最後に同社は、回答者全体に対して「上司と部下の振る舞いへの賛否」を聞いた。すると、「“部下が上司に合わせる”に賛成」が66.4%(部下が合わせるにとても賛成:6.8%、部下が合わせるに賛成:16.4%、どちらかといえば部下が合わせるに賛成:43.2%の計)と、6割を超えた。

上司/部下別の回答をみると、上司の「“部下が上司に合わせる”に賛成」が65.4%と最多で、部下の同回答割合は64.8%となった。

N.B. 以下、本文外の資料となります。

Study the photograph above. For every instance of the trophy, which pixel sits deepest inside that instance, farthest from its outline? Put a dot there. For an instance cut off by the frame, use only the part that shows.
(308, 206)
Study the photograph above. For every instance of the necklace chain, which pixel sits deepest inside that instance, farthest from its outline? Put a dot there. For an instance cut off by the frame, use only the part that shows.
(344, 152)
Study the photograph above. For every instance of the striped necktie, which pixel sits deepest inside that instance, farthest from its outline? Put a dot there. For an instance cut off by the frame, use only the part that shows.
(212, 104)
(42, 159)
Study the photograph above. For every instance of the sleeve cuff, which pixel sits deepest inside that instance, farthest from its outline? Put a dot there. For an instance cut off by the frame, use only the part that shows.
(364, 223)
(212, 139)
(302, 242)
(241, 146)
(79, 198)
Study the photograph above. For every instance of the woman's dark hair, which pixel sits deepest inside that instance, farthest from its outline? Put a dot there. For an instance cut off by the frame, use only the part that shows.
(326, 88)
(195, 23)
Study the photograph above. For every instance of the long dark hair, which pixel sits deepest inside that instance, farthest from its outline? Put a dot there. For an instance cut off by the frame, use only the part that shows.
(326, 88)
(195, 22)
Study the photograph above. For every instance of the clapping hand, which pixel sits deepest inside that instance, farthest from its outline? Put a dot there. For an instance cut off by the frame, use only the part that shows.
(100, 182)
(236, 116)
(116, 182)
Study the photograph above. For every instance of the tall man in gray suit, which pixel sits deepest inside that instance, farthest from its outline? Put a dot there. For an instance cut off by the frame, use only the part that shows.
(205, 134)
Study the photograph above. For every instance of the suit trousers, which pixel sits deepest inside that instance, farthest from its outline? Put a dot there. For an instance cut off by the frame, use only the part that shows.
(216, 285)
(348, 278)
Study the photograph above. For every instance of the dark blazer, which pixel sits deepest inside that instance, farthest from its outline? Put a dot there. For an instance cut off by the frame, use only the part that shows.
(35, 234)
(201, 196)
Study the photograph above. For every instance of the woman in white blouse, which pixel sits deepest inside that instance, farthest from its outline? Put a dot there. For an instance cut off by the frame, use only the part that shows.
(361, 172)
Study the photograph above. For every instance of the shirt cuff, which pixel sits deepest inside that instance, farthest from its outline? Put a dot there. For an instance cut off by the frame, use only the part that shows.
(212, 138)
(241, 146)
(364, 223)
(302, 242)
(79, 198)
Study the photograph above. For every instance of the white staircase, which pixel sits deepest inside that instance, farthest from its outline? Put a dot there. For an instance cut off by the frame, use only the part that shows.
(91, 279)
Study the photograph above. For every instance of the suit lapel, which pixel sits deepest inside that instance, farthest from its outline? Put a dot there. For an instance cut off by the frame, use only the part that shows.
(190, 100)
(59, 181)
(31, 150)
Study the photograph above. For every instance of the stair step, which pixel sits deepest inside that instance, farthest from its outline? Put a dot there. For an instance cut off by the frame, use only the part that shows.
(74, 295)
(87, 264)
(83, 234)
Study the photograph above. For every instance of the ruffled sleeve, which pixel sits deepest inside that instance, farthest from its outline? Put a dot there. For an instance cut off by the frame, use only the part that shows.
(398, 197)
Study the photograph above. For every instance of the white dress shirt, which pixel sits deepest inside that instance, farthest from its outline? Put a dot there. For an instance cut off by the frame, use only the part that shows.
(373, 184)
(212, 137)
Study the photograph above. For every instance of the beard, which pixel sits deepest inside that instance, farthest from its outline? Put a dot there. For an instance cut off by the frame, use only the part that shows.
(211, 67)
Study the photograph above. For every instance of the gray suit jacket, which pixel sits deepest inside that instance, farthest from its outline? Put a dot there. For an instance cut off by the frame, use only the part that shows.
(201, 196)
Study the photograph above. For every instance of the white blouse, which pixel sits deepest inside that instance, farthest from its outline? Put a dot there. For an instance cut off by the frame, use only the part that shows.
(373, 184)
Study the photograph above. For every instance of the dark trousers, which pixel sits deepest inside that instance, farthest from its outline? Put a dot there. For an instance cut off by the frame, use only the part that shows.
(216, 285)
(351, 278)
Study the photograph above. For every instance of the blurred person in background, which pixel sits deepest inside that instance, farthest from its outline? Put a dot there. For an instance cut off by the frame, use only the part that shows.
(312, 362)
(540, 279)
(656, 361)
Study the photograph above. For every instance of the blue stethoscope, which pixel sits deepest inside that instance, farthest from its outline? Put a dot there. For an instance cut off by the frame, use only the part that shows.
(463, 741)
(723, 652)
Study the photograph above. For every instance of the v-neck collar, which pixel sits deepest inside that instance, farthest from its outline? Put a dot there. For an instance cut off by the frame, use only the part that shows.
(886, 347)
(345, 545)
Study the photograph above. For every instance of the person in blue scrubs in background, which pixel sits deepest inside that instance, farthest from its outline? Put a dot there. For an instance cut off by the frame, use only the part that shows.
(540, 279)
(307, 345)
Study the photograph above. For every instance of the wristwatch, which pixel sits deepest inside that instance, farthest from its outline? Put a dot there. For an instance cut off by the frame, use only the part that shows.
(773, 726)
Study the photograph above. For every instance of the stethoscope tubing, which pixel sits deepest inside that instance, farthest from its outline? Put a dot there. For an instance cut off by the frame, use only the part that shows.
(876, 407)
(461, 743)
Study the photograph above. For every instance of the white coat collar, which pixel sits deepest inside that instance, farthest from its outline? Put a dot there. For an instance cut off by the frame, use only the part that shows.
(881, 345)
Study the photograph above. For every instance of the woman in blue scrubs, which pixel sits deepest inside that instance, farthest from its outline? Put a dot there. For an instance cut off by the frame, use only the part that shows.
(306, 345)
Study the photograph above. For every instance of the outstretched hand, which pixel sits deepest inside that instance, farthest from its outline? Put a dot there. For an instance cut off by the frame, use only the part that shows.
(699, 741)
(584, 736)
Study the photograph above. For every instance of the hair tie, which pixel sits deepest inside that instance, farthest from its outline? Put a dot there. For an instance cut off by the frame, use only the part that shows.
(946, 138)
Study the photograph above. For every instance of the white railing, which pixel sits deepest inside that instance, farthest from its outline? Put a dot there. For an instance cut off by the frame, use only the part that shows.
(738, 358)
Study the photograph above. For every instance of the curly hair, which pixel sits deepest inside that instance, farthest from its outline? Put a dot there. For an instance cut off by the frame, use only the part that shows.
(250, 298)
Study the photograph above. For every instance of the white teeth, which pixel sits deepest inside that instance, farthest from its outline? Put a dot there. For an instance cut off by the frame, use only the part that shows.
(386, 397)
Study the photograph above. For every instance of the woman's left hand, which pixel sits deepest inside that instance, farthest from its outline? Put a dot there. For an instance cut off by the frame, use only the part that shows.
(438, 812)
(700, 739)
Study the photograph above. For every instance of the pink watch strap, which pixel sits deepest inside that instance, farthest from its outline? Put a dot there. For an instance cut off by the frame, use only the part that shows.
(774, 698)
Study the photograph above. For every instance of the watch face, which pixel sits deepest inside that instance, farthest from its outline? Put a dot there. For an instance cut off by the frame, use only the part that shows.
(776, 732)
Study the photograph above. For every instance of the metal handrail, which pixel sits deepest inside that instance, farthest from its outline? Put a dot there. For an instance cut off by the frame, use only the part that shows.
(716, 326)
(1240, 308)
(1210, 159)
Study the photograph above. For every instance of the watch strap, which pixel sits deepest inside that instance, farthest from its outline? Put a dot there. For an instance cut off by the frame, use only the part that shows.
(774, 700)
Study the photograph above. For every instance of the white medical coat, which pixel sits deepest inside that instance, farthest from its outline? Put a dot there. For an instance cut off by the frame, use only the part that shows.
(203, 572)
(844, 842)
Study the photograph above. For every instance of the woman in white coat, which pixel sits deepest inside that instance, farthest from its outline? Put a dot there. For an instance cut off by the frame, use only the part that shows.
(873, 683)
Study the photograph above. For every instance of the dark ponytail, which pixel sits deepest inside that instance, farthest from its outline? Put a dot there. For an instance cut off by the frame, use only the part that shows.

「部下が上司に合わせる」と「上司が部下に合わせる」の賛成意見
本調査結果から、“部下に求められること”の変化を「実感する」との回答は8割に迫り、特に昨今では「プライベートの優先度」に対して変化を感じていることがわかった。また、上司の9割以上が「部下への忖度経験がある」と回答したものの、全体の6割以上が「部下が上司に合わせる」ことに賛成だった。「上司の意見に従う」など部下からは“受動的”な意識がうかがえた一方、上司は部下に対し“能動的”な動きを期待しており、立場の違いで理想と実態にギャップが生じていることも推察できる。今後は双方が、“上司も部下に忖度する時代”を前提としたコミュニケーションを取っていく必要がありそうだ。